+++ /dev/null
-From fac35ba763ed07ba93154c95ffc0c4a55023707f Mon Sep 17 00:00:00 2001
-From: Baolin Wang <baolin.wang@linux.alibaba.com>
-Date: Thu, 1 Sep 2022 18:41:31 +0800
-Subject: mm/hugetlb: fix races when looking up a CONT-PTE/PMD size hugetlb page
-
-From: Baolin Wang <baolin.wang@linux.alibaba.com>
-
-commit fac35ba763ed07ba93154c95ffc0c4a55023707f upstream.
-
-On some architectures (like ARM64), it can support CONT-PTE/PMD size
-hugetlb, which means it can support not only PMD/PUD size hugetlb (2M and
-1G), but also CONT-PTE/PMD size(64K and 32M) if a 4K page size specified.
-
-So when looking up a CONT-PTE size hugetlb page by follow_page(), it will
-use pte_offset_map_lock() to get the pte entry lock for the CONT-PTE size
-hugetlb in follow_page_pte(). However this pte entry lock is incorrect
-for the CONT-PTE size hugetlb, since we should use huge_pte_lock() to get
-the correct lock, which is mm->page_table_lock.
-
-That means the pte entry of the CONT-PTE size hugetlb under current pte
-lock is unstable in follow_page_pte(), we can continue to migrate or
-poison the pte entry of the CONT-PTE size hugetlb, which can cause some
-potential race issues, even though they are under the 'pte lock'.
-
-For example, suppose thread A is trying to look up a CONT-PTE size hugetlb
-page by move_pages() syscall under the lock, however antoher thread B can
-migrate the CONT-PTE hugetlb page at the same time, which will cause
-thread A to get an incorrect page, if thread A also wants to do page
-migration, then data inconsistency error occurs.
-
-Moreover we have the same issue for CONT-PMD size hugetlb in
-follow_huge_pmd().
-
-To fix above issues, rename the follow_huge_pmd() as follow_huge_pmd_pte()

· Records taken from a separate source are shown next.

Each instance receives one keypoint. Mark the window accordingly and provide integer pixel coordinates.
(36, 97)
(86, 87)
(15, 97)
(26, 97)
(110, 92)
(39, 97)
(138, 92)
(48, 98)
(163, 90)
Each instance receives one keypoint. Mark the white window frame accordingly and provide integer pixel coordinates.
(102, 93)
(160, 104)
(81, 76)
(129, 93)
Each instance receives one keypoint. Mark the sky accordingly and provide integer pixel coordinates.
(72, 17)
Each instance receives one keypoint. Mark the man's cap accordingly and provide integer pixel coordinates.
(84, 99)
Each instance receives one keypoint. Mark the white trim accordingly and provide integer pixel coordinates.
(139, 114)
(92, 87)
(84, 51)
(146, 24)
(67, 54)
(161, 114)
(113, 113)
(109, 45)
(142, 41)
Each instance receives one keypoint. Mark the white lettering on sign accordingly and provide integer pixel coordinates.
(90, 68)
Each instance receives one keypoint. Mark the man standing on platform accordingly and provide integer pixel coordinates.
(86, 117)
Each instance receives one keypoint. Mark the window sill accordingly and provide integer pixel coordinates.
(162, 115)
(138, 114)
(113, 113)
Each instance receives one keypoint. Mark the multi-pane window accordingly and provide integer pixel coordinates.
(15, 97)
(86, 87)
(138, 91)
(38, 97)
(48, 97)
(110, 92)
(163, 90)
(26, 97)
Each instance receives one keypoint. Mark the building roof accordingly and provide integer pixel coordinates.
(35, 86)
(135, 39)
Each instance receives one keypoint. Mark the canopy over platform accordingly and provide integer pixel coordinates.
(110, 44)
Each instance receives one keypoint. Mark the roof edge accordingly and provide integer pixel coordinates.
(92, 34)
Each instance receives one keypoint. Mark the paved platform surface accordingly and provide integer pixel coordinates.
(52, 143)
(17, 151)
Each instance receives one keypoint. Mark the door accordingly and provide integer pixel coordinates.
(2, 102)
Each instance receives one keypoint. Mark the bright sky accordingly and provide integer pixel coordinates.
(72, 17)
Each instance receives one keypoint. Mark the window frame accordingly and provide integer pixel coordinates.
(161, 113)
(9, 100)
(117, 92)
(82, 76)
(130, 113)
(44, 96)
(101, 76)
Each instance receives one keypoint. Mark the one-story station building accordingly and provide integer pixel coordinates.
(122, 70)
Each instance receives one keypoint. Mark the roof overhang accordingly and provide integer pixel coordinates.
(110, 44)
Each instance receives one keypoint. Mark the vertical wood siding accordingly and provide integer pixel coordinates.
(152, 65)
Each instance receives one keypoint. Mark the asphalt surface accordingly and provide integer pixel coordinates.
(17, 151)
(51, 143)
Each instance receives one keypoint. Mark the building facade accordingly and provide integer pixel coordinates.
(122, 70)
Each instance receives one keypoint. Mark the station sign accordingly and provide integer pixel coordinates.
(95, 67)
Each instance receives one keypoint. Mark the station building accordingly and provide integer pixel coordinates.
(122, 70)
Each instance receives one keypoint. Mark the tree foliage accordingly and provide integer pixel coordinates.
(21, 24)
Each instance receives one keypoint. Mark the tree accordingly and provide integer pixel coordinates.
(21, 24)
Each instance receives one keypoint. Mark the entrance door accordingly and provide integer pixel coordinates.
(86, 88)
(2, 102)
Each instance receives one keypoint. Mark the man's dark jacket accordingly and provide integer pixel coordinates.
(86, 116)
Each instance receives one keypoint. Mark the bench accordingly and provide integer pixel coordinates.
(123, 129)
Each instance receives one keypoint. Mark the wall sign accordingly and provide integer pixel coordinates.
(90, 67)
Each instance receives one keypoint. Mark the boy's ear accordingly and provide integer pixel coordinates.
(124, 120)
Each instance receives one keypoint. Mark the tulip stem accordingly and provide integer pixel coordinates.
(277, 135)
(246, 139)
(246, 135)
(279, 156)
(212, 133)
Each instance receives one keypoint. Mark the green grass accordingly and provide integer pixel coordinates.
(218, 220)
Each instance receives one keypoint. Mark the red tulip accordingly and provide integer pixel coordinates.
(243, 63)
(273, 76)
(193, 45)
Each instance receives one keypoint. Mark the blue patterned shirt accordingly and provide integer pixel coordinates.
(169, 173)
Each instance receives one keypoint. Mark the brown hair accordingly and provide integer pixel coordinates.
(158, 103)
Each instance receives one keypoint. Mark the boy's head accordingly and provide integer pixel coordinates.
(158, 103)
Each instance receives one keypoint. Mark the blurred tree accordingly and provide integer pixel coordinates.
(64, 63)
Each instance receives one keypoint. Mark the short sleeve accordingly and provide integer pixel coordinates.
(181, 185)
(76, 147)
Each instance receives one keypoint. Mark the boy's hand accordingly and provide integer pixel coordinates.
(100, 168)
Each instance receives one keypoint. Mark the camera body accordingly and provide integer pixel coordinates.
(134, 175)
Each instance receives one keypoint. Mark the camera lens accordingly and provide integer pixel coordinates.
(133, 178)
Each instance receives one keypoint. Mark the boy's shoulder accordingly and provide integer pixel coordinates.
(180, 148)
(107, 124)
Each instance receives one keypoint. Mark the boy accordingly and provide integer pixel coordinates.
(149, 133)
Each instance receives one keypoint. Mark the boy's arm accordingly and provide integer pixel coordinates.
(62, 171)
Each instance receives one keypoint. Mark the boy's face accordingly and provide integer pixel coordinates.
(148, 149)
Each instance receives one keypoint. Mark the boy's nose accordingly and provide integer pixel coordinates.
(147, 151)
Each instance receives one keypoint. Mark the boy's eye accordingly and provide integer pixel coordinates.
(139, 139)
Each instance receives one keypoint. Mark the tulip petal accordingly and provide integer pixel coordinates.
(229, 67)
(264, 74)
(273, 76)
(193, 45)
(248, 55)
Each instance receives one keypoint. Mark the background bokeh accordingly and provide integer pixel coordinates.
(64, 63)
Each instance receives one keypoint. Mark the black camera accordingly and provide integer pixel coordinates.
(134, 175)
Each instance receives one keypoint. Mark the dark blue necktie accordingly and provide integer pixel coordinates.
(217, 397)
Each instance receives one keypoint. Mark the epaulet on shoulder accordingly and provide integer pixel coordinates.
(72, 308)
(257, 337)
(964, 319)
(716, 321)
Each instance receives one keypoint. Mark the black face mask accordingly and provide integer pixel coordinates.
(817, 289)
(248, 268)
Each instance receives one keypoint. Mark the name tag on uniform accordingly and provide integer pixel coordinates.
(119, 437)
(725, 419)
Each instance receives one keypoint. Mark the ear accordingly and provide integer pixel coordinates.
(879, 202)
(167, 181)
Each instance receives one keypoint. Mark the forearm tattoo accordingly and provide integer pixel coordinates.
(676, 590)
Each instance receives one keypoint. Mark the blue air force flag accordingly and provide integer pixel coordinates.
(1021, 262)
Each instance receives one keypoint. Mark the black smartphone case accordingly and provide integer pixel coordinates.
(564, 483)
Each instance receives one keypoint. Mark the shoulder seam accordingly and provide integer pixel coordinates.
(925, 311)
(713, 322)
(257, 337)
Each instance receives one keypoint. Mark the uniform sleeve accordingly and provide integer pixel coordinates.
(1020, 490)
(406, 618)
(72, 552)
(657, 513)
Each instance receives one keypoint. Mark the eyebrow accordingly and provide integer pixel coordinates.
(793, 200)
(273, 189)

-to handle PMD and PTE level size hugetlb, which uses huge_pte_lock() to
-get the correct pte entry lock to make the pte entry stable.
-
-Mike said:
-
-Support for CONT_PMD/_PTE was added with bb9dd3df8ee9 ("arm64: hugetlb:
-refactor find_num_contig()"). Patch series "Support for contiguous pte
-hugepages", v4. However, I do not believe these code paths were
-executed until migration support was added with 5480280d3f2d ("arm64/mm:
-enable HugeTLB migration for contiguous bit HugeTLB pages") I would go
-with 5480280d3f2d for the Fixes: targe.
-
-Link: https://lkml.kernel.org/r/635f43bdd85ac2615a58405da82b4d33c6e5eb05.1662017562.git.baolin.wang@linux.alibaba.com
-Fixes: 5480280d3f2d ("arm64/mm: enable HugeTLB migration for contiguous bit HugeTLB pages")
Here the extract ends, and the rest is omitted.